Proteus pasó varios minutos en ponerle a Juan trabajosamente las manillas y grilletes de hierro alrededor de las muñecas y de los tobillos. Cuando terminó, dio un paso atrás.

--Tres de tus discípulos han pedido poder verte. Se les permitirá venir la semana entrante. Entiendo que te traerán algún alimento.

Enseguida Proteus agarró la cuerda para subir con ayuda de ella. Pero hizo una pausa, se volvió y miró a Juan de lleno.

--He oído decir que tú hablas en el desierto. Lo lamento

--Está bien --respondió Juan--. La culpa no es tuya.

Entonces Proteus subió por la cuerda al piso de arriba, cerró la puerta de la celda y se dirigió a todos los soldados que estaban de guardia:

--Escúchenme. Dentro de los límites que esta detestable celda permita, hagan que este hombre se sienta confortable, en lo que cabe; provéanle alimentos y agua, y cualquier otra cosa que necesite. Suplan sus necesidades hasta los límites que permitan las restricciones que Herodes le ha impuesto. Y una cosa más. He colocado en forma bien clara el nombre de Juan en la pared junto a la puerta de su celda. Quiero que todos los que estén en este recinto recuerden quién está en este foso.

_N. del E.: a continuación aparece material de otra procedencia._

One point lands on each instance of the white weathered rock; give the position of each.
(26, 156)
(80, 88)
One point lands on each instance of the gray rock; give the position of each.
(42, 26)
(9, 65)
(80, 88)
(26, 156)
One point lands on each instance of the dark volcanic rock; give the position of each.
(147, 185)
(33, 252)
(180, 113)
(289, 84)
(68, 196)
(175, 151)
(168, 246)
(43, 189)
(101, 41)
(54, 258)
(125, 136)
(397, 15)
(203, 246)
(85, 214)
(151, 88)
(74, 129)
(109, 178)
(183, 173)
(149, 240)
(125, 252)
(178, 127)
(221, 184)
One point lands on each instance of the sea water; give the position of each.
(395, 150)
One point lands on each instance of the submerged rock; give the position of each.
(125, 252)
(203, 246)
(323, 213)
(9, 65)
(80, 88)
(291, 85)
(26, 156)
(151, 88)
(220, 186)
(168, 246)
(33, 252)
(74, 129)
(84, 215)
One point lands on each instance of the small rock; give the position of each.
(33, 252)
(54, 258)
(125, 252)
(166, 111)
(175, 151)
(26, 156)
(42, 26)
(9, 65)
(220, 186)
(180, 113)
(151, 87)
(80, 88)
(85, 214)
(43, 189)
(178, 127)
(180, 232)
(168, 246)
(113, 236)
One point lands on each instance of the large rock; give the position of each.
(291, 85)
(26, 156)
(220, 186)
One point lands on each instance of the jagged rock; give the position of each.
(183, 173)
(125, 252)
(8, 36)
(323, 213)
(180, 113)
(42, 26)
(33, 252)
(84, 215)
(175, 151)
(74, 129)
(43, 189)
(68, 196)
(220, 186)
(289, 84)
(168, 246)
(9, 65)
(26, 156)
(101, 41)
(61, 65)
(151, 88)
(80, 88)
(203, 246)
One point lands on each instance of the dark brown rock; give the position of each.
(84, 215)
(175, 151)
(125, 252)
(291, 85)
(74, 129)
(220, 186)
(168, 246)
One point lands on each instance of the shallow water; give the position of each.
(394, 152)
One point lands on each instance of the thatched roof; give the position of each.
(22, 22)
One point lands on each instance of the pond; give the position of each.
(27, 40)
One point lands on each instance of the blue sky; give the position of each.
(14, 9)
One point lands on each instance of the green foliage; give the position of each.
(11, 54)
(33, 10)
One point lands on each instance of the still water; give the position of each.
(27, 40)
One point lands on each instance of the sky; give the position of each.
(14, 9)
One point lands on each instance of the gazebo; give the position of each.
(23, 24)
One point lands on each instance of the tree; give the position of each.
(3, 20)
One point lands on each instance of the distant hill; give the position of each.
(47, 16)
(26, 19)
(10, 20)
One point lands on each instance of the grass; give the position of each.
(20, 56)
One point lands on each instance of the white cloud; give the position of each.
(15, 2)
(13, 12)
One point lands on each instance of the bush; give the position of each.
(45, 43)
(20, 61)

En ese momento una voz gritó desde la primera celda:

--¿Qué fue lo que dijiste? ¿Han traído a Juan el Bautista a este lugar?

Proteus suspiró. El y todos los demás que estaban en ese recinto sabían qué era lo que vendría a continuación.

10

Eso lo hizo Herodes, ¿no es así? ¡Ese detestable monstruo!

--¿Juan, eres tú? ¿No te acuerdas de mí? Yo fui a verte, cuando tú no eras más que un muchachito. Yo era un hombre grande e importante entonces. ¡Mírame ahora!

--Herodes me quitó la casa, tomó mi dinero. Sin ningún proceso, ¡y sin siquiera una audiencia! Luego me echó en este foso infernal. ¡Ahora Herodes es el que es rico! Rico con mi dinero, y ya no soy más que un desgraciado. ¡Maldito seas con maldición, Herodes... monstruo... malvado.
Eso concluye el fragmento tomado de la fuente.